O dia nasceu nublado levando-me a desejar que mais tarde, uma leve chuvinha, chegue como uma bênção para as flores e frutos que me parecem sedentos.
Volto a olhar através da janela e sinto uma vontade imensa em ir lá fora, sentir mais de perto as brisas, na esperança de poder também me refrescar com suas deliciosas aragens.
Qual nada, tudo paradinho, nem uma só folhinha estremece, um só galho dança, parecendo que neste amanhecer, pelo menos por estas bandas de minha adorável Itaparica, a vida ainda repousa.

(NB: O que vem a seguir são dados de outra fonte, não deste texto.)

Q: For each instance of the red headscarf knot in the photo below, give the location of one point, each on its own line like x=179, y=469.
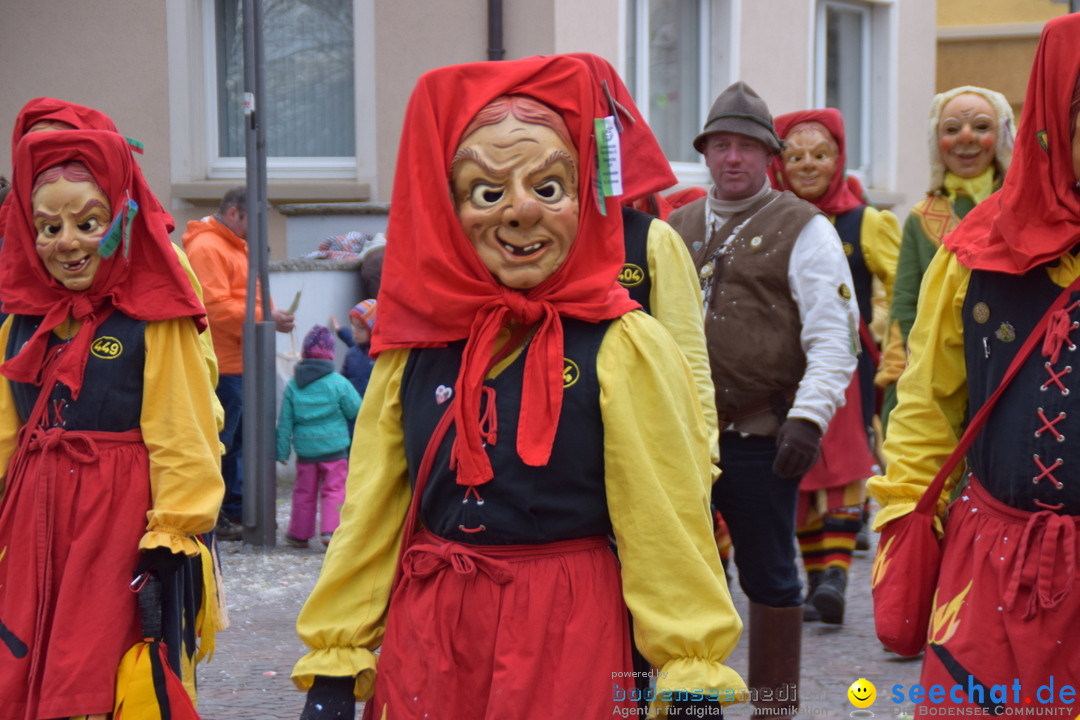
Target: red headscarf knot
x=838, y=198
x=1035, y=218
x=435, y=289
x=147, y=283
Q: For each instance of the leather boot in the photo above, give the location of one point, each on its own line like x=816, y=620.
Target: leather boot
x=810, y=613
x=775, y=642
x=828, y=597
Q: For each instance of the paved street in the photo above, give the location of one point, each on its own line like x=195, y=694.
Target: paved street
x=247, y=679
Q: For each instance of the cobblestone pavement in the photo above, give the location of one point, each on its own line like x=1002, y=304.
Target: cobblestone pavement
x=248, y=676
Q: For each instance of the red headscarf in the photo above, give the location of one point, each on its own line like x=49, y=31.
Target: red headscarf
x=49, y=108
x=838, y=197
x=145, y=280
x=435, y=289
x=645, y=165
x=80, y=118
x=1036, y=216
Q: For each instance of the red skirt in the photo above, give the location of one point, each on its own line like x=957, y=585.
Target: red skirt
x=846, y=453
x=70, y=524
x=524, y=632
x=1007, y=610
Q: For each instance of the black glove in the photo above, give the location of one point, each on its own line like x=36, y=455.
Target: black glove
x=694, y=708
x=331, y=698
x=798, y=444
x=160, y=561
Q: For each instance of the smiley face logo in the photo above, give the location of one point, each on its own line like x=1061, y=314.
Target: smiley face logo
x=862, y=693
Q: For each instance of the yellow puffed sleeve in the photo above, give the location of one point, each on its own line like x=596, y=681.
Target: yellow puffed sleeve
x=180, y=434
x=931, y=395
x=9, y=417
x=345, y=616
x=879, y=234
x=675, y=300
x=653, y=434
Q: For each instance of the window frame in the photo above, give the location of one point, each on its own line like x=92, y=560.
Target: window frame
x=867, y=67
x=193, y=105
x=877, y=106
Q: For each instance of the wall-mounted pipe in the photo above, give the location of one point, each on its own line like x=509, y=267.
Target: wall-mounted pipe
x=495, y=49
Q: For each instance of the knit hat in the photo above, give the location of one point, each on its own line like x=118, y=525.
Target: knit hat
x=1007, y=123
x=318, y=342
x=364, y=311
x=739, y=109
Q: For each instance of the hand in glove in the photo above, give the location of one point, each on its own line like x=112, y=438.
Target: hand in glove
x=161, y=561
x=694, y=708
x=798, y=444
x=331, y=698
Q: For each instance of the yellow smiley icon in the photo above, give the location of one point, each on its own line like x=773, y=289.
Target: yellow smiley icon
x=862, y=693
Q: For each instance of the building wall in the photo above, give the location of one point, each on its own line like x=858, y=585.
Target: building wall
x=990, y=43
x=107, y=55
x=43, y=51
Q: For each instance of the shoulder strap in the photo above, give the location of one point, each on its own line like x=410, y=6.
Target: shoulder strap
x=929, y=500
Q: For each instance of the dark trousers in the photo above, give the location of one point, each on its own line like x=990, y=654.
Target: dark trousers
x=230, y=392
x=758, y=507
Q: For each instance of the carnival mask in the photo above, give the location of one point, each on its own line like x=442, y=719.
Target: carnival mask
x=70, y=217
x=967, y=135
x=515, y=190
x=810, y=158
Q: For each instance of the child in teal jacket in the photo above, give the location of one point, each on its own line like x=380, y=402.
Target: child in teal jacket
x=315, y=411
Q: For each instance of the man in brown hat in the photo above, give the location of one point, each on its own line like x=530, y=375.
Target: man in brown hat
x=780, y=318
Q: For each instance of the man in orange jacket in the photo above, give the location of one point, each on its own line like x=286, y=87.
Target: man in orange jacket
x=217, y=248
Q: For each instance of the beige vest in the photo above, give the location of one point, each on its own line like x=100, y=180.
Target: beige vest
x=752, y=323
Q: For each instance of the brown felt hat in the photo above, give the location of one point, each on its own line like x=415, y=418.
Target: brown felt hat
x=739, y=109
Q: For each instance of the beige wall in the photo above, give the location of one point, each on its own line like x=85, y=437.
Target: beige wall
x=108, y=55
x=777, y=50
x=458, y=32
x=43, y=51
x=990, y=43
x=915, y=90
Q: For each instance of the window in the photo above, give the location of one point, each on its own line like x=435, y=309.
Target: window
x=308, y=75
x=318, y=75
x=844, y=70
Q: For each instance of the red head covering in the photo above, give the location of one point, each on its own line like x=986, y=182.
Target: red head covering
x=1036, y=216
x=49, y=108
x=435, y=289
x=144, y=280
x=646, y=168
x=838, y=197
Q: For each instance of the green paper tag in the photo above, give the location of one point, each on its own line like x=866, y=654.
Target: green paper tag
x=608, y=158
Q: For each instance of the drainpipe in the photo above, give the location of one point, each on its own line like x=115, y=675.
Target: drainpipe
x=495, y=49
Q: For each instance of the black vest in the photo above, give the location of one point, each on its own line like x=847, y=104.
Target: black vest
x=563, y=500
x=635, y=271
x=999, y=313
x=111, y=395
x=849, y=227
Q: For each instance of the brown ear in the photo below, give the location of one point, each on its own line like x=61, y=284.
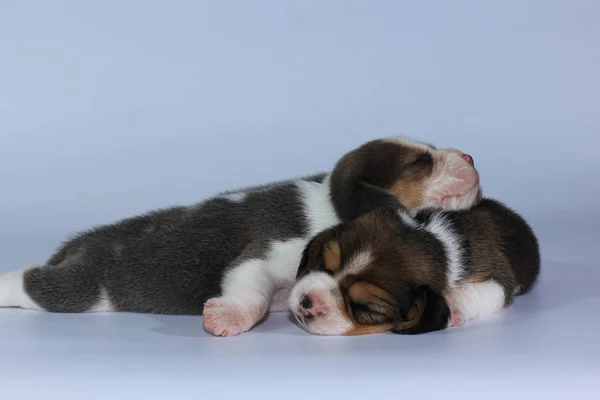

Penso então, na minha incapacidade em abrir mão de tudo quanto, elegi como ideal, percebendo e vivenciando na carne, a solidão por não ceder as investidas sorrateiras que presentes a cada momento, são incansáveis, tentando minar a construção de minhas condutas éticas que me foram árduas, conservar até o momento.
Percebo de forma impiedosa, o quanto a cada dia, esta minha resistência tem me custado em perdas de todos os níveis e ainda assim, permaneço inabalavelmente mais forte e consequentemente mais segura, lamentando sinceramente que o simples fato de não ceder, seja no que for que contrarie um certo senso comum, cada vez mais forte e assustadoramente apodrecido, afaste pessoas queridas, que como mangas carnudas e gostosas eu tenha me acostumado a degustar.
Questiono-me quanto, ao fato de estar errada, afinal, parece-me que tudo mudou, menos eu ou será que fui eu que lentamente, temi as mudanças e fechei-me nos redutos de minhas convicções, não abrindo espaço para também surfar nas águas de um sistema, totalmente poluído com os dejetos das inconsequentes vaidades?
Indago se também eu não gostaria de poder usufruir das benécias, velhas conhecidas e degustadas que as hipocrisias travestidas de progresso evolutivo, modernismo e o escambau oferecem e é claro, que preciso admitir que sim, mas também não me permito esquecer, o quanto me senti violentada, quando, em certa ocasião de minha vida, cedi aos encantos do “não estou nem aí.”
Eu sempre estive aí, porque minha consciência foi moldada para sê-lo e violentar a minha natureza, com certeza é um preço muito alto que não tenho como pagar, que não seja, adoecendo meu corpo e alma, colocando ansiedade em minha mente e destruindo a capacidade de sentir e vivenciar a vida em absoluta harmonia.
Portanto, ser fiel a mim é o único bem que possuo, garantindo-me a régua e o compasso que medem e resguardam o espaço de blindagem sem o qual, não posso me sentir existindo com qualidade.
E existir podendo sentir a vida em toda a sua completude, não é a lógica sustentadora da coerência do homem consigo e com o tudo mais?
Peço que me perdoem por ser esta pessoa ranheta, andando na contramão, só para aguar as flores que sistematicamente, estão sendo esquecidas pelos caminhos aparentemente corretos que estimulam a violência, através da manutenção da fome, da ignorância e da miséria de todos os níveis, num “não estou nem aí”, cada vez mais poderosamente destruidor de tudo quanto é belo, nobre e justo.